During the last year, I (Martin Kristensson- learn about me here) have spent more and more time on the deployment of our clinical diagnostic solutions, working closely with the European hospitals. When we began, I was surprised to discover how little standardization there is within pathology. I am not expecting, or necessarily recommending, that every hospital in the world follow the same set of guidelines; it is more an observation that everyone has their own way of staining, sectioning, imaging, storing and even scoring the slides. Even when it comes to imaging and data management, which is a method of standardization, there are huge differences. Compared to other fields, such as radiology, image formats have already been standardized with a DICOM format and are archived with a PACS system. So why are the same imaging and data management standards not applied in digital pathology?

Pathology Glass SlidesOn a recent visit to a hospital in Switzerland, I met some very visionary pathologists who have been struggling with digitization and standardization for some time now. Yet, their vision sounds very simple. They want one PC, with one screen, running one software package, where they can perform all the necessary work to sign out a patient case. Essentially everything should be tied together by the LIS system or some other software package. A small part of this large-scale project, which is far from finished yet, is to convert digital images to a DICOM format and have barcodes identify samples all the way from accession, to whole slide image creation, and case sign out. Sounds reasonable, right?

Unfortunately it’s not simple. Even though NEMA’s WG-26 worked extensively on solving difficulties and the issues with converting whole slide formats into the DICOM format, the work and results were diluted when the methods were patented, by one of the participants in the working group, limiting the availability of the DICOM storage methods. In this case, the advance of standardization for digital pathology was limited by the industry – not the pathologists. Another barrier is that commercial solution providers often create their own proprietary methods, making it impossible to combine technology, equipment, or software from different companies. For example, many built-in barcode readers do not support barcodes created in other systems, and various PACS only supporting a limited number of image formats.

In my opinion, a truly effective standardization of the digital pathology market cannot take place until the industry supports it! This requires open discussion, technology which can be made available to all solution providers to support interoperability, and a willingness of solution providers to follow those standards. When we as solution providers remove the barriers for change, change is a lot more likely to occur.

At Visiopharm, we have more or less dedicated the past couple of years to standardization. This has led to a very close collaboration with the NordiQC, a Scandinavian based standardization organization, aiding hospitals in optimizing their staining and tissue preparation protocols. Our goal is to deliver a plug-and-play solution that will support medical professionals in making the best diagnosis possible, based on standardized methods.

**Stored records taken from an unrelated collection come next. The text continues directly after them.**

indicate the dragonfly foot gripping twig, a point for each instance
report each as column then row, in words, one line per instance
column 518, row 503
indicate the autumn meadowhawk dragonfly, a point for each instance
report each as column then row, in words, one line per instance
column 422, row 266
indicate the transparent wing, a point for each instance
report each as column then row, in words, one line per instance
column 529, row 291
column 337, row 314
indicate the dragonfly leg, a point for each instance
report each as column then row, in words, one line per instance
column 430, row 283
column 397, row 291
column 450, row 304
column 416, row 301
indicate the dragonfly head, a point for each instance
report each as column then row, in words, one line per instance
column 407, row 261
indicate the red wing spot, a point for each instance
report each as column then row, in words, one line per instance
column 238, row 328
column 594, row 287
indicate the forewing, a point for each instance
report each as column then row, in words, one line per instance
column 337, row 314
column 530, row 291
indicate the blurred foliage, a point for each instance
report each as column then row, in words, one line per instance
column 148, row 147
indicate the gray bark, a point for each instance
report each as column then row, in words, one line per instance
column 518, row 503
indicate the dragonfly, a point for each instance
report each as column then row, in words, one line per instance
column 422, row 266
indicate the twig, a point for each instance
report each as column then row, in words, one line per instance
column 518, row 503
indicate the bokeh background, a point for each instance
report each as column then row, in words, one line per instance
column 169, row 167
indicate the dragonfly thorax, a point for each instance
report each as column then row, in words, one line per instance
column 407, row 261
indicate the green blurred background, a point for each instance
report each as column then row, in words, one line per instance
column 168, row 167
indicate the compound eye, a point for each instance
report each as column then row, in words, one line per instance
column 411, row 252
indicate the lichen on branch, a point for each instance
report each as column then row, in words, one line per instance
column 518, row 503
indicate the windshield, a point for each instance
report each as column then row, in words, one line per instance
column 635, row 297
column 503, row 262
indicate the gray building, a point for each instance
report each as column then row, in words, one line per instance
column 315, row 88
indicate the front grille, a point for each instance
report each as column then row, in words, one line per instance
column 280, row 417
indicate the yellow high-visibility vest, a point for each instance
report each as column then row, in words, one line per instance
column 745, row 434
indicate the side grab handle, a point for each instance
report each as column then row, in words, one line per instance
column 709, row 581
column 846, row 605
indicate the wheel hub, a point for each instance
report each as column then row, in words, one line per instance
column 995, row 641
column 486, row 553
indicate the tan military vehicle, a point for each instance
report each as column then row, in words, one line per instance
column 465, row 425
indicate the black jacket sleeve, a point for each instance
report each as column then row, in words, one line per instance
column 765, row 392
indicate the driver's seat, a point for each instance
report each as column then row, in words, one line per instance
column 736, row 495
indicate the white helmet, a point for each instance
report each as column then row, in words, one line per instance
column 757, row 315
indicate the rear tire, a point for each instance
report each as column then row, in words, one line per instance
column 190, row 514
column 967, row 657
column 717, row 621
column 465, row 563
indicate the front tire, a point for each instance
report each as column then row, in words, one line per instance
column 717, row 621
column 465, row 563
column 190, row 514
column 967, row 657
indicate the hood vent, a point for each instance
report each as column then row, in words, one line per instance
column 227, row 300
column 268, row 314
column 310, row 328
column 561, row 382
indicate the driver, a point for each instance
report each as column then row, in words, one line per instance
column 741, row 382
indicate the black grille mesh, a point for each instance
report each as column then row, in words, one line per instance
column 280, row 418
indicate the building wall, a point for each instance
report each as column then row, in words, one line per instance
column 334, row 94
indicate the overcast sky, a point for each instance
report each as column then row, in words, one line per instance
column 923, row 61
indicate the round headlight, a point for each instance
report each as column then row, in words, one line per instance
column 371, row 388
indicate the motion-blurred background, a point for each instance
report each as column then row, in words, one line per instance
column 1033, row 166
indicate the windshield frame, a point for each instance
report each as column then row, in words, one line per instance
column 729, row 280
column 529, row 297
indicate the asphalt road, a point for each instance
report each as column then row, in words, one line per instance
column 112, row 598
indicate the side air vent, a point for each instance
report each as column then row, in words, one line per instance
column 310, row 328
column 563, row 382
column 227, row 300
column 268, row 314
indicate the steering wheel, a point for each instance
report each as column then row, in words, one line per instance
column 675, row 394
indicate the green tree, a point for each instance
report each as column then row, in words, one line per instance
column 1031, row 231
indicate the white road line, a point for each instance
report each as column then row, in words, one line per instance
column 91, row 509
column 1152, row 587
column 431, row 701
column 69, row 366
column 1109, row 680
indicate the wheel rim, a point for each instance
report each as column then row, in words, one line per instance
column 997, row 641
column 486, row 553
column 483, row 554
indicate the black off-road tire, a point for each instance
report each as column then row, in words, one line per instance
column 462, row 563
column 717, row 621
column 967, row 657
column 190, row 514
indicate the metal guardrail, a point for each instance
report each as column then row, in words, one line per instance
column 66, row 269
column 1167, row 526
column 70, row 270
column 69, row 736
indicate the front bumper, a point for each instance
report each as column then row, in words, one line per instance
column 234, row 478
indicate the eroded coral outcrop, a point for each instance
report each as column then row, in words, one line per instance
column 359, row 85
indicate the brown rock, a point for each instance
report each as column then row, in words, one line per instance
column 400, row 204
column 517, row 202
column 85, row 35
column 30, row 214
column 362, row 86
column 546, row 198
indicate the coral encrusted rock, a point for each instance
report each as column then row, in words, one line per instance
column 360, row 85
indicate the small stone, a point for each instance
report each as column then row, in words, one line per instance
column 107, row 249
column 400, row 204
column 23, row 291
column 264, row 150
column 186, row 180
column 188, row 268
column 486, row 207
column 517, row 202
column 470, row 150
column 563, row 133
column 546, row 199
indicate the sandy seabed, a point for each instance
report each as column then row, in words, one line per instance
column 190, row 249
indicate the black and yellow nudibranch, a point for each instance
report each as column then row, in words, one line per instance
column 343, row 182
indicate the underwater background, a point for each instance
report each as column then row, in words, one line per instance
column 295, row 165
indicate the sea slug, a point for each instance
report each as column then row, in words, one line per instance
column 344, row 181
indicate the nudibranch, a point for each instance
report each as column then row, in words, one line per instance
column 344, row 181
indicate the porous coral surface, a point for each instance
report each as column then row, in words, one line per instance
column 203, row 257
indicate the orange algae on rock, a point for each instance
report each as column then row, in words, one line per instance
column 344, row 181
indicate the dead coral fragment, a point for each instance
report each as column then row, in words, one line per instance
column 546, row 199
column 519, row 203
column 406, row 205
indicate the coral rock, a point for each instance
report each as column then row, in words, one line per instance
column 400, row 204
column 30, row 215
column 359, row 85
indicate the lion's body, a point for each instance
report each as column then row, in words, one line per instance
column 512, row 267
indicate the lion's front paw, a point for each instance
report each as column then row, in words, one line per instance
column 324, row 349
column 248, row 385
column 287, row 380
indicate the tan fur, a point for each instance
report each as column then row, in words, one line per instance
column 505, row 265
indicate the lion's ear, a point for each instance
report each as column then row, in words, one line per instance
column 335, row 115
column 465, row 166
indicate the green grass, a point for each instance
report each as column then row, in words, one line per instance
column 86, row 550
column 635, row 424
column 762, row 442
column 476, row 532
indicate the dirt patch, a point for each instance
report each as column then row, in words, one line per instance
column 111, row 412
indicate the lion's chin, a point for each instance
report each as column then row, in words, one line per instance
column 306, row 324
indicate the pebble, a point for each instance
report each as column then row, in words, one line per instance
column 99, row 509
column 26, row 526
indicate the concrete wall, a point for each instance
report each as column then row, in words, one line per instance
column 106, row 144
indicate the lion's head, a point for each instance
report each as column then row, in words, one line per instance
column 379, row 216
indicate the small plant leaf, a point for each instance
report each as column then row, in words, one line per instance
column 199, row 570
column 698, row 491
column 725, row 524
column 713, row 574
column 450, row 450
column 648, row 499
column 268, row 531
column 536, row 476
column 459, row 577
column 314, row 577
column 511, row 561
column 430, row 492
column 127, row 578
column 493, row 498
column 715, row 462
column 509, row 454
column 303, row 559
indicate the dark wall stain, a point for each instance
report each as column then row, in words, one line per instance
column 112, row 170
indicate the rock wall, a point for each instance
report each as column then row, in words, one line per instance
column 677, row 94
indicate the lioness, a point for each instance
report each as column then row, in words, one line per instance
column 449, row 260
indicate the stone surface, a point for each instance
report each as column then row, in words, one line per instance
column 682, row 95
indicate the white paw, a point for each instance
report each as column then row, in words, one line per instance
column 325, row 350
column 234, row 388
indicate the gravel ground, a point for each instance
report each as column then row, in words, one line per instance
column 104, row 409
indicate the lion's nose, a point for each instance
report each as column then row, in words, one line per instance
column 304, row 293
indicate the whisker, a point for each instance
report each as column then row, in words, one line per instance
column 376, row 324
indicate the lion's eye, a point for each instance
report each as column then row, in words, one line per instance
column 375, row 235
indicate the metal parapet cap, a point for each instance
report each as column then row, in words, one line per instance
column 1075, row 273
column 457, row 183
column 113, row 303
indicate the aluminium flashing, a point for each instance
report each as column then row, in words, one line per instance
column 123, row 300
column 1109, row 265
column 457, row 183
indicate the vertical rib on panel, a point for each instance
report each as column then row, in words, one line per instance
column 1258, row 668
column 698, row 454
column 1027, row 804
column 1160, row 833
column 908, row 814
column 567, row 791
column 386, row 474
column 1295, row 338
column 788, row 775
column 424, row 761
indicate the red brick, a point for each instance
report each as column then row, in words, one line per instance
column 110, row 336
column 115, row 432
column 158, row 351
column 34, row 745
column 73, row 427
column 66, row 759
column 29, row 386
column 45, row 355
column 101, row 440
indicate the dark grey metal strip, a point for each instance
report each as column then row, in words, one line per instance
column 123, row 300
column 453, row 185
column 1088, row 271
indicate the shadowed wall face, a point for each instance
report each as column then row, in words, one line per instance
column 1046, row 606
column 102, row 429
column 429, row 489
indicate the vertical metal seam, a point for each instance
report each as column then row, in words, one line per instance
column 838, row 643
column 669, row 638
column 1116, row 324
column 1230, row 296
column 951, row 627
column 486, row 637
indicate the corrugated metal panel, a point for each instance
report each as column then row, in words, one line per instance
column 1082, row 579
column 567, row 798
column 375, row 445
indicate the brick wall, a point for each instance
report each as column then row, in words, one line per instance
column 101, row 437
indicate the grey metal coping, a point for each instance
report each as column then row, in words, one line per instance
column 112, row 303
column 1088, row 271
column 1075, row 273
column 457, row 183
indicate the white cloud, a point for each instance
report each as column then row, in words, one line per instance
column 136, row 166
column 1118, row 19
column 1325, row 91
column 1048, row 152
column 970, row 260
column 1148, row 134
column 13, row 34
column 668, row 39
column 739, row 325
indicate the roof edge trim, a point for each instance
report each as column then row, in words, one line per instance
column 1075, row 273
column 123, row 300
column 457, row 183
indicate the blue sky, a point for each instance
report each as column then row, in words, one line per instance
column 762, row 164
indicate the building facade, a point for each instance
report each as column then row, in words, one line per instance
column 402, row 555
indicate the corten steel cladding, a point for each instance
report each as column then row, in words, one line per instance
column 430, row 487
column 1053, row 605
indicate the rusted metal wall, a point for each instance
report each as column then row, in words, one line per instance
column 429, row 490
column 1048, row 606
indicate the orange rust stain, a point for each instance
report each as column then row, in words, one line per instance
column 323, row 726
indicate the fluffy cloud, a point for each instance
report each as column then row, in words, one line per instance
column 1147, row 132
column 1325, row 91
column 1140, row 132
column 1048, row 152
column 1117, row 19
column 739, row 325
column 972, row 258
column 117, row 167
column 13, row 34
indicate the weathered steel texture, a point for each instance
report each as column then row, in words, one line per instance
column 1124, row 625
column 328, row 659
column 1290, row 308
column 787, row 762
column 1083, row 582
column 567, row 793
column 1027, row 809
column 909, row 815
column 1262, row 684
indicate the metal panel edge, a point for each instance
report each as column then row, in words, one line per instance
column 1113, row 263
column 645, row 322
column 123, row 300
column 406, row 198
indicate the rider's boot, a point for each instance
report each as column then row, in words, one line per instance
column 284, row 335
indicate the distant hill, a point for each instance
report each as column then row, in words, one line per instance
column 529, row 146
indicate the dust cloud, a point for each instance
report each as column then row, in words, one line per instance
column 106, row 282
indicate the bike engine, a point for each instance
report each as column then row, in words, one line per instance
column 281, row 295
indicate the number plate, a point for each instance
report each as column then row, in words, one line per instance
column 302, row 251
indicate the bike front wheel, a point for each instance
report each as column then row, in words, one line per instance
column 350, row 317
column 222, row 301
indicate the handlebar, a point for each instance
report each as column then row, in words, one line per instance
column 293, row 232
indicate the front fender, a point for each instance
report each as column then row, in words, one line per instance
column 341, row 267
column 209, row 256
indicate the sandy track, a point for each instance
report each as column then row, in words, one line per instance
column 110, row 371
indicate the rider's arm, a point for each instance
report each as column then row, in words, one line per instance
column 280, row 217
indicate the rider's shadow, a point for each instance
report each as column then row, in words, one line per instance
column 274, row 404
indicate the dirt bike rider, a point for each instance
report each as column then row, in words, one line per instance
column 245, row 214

A cornerstone in our goal is that the entire solution has to be compatible with all major whole slide formats, limiting the need for file format standardization, and fit into any existing workflow. Today, we are very close to our goal in Scandinavia. Even though we still have a lot of hard work ahead of us, we have a strong commitment from the involved hospitals and some very impressive results so far. One of the main reasons for the recent advances is that we, as a solution provider, have come to realize that it is not just about the solution, the image analysis workflow and tools, but also about making people and organizations ready to accept the change we create for them. Regardless of how good we are at developing software or setting up standardized workflows, it will all be worthless if it does not fulfill the expectations of the users who will be working with the system every day.